Tinubu’s 2027 Re-Election Likely Unless Opposition Unites – Akin Osuntokun Warns

Tinubu

Chief Akin Osuntokun, 63, former political adviser to President Olusegun Obasanjo, ex-director of the PDP presidential campaign in 2011, and most recently director-general of the Obi-Datti Presidential Campaign Council in 2023, has warned that without a united opposition, President Bola Tinubu is poised for re-election in 2027. Speaking in a wide-ranging interview, Osuntokun described Nigeria’s current political climate as a slide towards a one-party dictatorship, driven by rampant defections and the over-centralisation of presidential power.

According to him, Nigeria’s politics operates on a “zero-sum” basis, where the winner takes all, encouraging patronage over productivity and reducing parties to mere vehicles for winning elections. He argued that defections across party lines reflect not just political opportunism but also a loss of confidence in the integrity of the electoral body and judiciary, forcing many to seek the president’s favour for political survival. This dynamic, he said, turns the presidency into a magnet for “economic supplicants” and fuels a desperate, destabilising scramble for power.

Addressing the Labour Party crisis, Osuntokun asserted that without Peter Obi, the party has no real viability, and Obi’s chances in 2027 depend on a united opposition front. If opposition parties rally behind a single candidate, Tinubu could be unseated — but he cast doubt on the president’s willingness to accept defeat. He likened Nigeria’s current socio-economic policies to a “cure worse than the disease,” with deregulation and forex floating deepening hardship for ordinary citizens while the elite indulge in “criminal opulence.”

Osuntokun warned that systemic failure links insecurity, economic collapse, and infrastructure decay, making isolated solutions ineffective. He criticised the prioritisation of mega projects like the $13 billion Lagos-Calabar coastal highway over urgent national needs, and noted persistent speculation of large-scale corruption. On security, he praised National Security Adviser Nuhu Ribadu’s efforts but stressed that decentralising the security architecture is essential for meaningful progress.
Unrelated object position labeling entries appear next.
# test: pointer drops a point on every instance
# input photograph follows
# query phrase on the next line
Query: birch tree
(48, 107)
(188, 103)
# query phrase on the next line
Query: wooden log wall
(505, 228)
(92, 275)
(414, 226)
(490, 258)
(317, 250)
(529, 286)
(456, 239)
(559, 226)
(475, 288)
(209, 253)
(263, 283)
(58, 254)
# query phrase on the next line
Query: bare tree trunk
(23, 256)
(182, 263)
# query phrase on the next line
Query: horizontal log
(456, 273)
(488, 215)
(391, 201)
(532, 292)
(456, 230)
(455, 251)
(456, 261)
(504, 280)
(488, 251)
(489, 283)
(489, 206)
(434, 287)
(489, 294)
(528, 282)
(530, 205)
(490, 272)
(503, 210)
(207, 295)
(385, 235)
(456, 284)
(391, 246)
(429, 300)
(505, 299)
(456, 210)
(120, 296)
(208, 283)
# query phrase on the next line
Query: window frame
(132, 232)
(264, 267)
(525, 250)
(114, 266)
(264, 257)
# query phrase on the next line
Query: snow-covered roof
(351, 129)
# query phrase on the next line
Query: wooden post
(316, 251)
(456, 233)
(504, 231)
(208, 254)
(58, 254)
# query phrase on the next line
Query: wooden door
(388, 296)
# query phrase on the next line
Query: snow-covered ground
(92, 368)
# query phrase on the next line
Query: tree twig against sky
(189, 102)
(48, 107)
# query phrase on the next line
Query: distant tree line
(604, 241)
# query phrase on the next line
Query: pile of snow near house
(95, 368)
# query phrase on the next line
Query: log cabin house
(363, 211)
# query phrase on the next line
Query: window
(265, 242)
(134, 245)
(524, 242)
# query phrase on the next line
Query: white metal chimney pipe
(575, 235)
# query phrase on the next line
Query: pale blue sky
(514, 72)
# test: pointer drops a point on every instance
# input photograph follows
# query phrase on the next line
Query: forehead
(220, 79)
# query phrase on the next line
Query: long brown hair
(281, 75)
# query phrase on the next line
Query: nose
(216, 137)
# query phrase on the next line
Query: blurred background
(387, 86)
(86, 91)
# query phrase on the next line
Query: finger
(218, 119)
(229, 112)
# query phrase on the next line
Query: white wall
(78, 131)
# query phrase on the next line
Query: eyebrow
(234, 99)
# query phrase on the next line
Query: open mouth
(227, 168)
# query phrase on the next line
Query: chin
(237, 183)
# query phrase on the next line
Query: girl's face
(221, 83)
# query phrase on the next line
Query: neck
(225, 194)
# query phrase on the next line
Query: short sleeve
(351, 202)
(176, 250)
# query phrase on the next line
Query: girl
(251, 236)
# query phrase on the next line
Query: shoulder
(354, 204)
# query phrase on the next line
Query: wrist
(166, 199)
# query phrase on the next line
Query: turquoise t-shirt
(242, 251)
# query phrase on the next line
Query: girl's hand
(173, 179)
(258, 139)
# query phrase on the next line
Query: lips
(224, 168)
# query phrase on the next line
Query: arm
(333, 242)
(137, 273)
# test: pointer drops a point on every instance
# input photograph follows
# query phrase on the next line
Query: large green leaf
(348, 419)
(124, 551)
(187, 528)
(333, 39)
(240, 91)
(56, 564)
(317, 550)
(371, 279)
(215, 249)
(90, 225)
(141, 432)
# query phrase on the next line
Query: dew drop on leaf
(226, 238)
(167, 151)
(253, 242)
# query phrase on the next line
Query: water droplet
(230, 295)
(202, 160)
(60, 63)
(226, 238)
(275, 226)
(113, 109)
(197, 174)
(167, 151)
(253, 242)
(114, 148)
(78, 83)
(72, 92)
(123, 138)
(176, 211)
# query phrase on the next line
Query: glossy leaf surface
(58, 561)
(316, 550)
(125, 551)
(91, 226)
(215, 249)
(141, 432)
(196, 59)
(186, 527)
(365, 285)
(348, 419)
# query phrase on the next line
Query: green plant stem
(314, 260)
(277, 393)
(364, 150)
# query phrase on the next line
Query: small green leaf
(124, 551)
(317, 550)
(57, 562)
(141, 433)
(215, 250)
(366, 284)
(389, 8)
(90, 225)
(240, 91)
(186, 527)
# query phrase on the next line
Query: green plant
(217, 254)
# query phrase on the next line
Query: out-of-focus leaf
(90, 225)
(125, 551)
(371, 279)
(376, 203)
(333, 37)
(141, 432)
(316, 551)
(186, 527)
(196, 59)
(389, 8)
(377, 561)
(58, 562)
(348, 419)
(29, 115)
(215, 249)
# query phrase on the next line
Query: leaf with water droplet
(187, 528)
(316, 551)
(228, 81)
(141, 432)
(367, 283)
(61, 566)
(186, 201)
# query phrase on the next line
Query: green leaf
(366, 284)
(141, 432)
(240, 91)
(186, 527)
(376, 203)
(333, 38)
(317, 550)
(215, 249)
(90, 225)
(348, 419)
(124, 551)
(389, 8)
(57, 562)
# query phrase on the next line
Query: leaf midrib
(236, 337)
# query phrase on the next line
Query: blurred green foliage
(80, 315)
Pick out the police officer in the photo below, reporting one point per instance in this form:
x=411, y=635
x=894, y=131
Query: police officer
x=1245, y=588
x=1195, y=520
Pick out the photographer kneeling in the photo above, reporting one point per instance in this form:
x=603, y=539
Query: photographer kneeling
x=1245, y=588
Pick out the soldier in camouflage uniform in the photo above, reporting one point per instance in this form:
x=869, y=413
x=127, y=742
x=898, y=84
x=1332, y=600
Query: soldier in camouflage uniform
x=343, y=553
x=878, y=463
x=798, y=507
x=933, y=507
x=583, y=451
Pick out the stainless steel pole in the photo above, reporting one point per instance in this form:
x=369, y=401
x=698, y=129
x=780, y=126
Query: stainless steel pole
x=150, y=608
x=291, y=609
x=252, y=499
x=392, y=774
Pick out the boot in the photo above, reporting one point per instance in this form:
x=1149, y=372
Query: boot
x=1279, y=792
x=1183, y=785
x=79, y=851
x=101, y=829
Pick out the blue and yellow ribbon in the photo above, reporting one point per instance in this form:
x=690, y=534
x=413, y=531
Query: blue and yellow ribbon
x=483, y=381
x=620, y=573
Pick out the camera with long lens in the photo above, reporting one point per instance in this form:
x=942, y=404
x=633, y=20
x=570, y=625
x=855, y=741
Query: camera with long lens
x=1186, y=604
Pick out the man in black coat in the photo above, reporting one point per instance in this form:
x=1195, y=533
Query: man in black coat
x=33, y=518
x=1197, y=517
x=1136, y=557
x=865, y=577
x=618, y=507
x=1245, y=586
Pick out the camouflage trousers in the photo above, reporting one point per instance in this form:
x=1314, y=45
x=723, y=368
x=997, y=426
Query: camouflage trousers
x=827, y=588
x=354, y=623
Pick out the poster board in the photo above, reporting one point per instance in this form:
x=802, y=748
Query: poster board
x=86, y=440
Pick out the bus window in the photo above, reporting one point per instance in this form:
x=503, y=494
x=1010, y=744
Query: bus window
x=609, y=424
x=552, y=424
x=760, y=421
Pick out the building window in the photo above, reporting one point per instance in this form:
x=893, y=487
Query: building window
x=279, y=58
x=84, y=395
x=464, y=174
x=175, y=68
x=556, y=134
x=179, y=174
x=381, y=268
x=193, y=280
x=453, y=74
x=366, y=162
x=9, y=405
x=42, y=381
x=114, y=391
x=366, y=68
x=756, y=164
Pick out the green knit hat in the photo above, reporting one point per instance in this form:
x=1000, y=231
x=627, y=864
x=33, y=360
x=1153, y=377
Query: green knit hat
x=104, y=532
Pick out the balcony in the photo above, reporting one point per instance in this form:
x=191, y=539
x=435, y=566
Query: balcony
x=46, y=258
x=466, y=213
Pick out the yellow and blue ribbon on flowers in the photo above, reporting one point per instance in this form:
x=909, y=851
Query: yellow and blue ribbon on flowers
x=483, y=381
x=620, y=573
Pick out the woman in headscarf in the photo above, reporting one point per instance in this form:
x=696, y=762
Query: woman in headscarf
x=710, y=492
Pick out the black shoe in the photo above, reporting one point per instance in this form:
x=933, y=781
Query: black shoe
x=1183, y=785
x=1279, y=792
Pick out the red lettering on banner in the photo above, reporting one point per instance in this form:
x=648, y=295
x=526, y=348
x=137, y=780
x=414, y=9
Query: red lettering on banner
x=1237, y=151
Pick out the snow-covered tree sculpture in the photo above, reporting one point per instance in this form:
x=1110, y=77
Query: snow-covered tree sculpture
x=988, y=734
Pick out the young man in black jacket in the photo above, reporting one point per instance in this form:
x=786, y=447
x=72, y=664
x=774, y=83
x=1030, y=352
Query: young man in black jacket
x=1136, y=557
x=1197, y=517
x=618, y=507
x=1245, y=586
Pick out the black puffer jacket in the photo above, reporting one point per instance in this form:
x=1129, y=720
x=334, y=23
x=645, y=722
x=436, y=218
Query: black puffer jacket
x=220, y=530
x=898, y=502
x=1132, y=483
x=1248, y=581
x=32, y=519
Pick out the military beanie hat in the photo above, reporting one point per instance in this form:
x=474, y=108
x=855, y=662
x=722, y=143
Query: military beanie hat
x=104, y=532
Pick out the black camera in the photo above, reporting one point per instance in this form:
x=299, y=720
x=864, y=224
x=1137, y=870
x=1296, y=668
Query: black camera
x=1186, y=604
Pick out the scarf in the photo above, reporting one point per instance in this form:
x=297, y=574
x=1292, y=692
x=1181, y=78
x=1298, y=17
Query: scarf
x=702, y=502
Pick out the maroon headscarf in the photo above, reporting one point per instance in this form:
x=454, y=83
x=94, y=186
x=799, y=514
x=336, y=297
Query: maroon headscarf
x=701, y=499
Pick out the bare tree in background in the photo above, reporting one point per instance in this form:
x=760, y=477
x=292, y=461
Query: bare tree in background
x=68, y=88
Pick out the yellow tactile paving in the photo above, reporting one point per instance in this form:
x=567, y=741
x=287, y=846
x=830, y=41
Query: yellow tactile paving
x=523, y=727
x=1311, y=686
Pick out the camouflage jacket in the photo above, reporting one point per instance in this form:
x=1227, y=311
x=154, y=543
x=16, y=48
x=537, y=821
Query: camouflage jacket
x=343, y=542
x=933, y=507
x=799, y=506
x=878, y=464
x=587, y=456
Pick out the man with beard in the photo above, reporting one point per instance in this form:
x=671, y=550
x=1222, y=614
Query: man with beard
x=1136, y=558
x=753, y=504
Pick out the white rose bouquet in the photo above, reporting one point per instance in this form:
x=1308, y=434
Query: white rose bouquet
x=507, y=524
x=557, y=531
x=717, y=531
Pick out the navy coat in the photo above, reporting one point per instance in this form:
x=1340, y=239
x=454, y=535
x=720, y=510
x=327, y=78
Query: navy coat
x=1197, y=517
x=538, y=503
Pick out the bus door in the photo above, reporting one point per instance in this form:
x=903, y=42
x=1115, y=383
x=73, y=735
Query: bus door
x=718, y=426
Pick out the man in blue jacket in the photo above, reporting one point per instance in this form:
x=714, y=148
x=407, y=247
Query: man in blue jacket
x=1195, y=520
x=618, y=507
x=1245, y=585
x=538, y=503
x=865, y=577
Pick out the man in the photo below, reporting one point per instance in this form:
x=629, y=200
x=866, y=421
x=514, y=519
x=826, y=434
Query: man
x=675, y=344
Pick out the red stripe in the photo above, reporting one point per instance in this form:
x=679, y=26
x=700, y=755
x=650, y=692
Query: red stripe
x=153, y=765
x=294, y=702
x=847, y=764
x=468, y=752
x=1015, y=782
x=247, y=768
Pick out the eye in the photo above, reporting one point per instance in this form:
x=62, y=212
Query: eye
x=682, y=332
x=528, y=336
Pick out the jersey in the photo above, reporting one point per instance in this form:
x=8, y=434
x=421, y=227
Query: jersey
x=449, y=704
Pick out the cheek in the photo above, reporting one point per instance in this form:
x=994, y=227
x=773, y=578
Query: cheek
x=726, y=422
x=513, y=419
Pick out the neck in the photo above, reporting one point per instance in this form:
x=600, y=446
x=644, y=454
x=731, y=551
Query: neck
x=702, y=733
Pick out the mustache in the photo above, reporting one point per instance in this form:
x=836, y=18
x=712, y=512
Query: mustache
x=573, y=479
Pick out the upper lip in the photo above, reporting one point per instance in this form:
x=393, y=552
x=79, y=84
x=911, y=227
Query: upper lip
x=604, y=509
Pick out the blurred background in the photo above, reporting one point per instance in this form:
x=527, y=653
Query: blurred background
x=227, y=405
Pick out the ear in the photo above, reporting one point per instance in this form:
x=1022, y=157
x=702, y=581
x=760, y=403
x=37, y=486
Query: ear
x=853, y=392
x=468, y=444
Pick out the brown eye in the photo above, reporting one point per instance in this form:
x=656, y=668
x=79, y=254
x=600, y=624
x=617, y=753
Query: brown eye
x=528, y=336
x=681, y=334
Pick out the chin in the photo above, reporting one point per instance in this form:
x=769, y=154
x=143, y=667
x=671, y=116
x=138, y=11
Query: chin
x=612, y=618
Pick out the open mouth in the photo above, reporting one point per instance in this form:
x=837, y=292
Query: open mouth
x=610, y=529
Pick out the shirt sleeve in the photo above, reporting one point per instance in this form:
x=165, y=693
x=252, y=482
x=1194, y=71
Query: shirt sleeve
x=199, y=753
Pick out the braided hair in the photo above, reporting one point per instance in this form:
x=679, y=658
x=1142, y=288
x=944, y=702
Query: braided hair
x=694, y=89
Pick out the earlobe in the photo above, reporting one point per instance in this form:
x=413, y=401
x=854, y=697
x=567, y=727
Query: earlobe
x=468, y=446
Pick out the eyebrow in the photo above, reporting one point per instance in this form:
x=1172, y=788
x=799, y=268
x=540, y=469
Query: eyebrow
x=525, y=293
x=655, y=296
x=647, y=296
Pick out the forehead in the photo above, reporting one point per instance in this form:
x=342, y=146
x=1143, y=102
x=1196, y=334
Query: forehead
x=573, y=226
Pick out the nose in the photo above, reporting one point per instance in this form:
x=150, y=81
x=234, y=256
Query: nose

He described Nigeria as being at a tipping point, with corruption normalised, social unrest simmering, and political elites resistant to constitutional reform. Drawing a contrast between Goodluck Jonathan’s graceful concession in 2015 and Tinubu’s hard-fought rise to power, he warned that only a new constitution or a drastic “shock therapy” could halt the nation’s downward spiral. Without peaceful reform, he cautioned, Nigeria risks violent upheaval, echoing John F. Kennedy’s warning that those who make peaceful change impossible make violent change inevitable.

In his closing assessment, Osuntokun said Tinubu should be the “last bus stop” on Nigeria’s nightmarish political journey — but only if the opposition can overcome deep divisions to mount a credible, united challenge in 2027.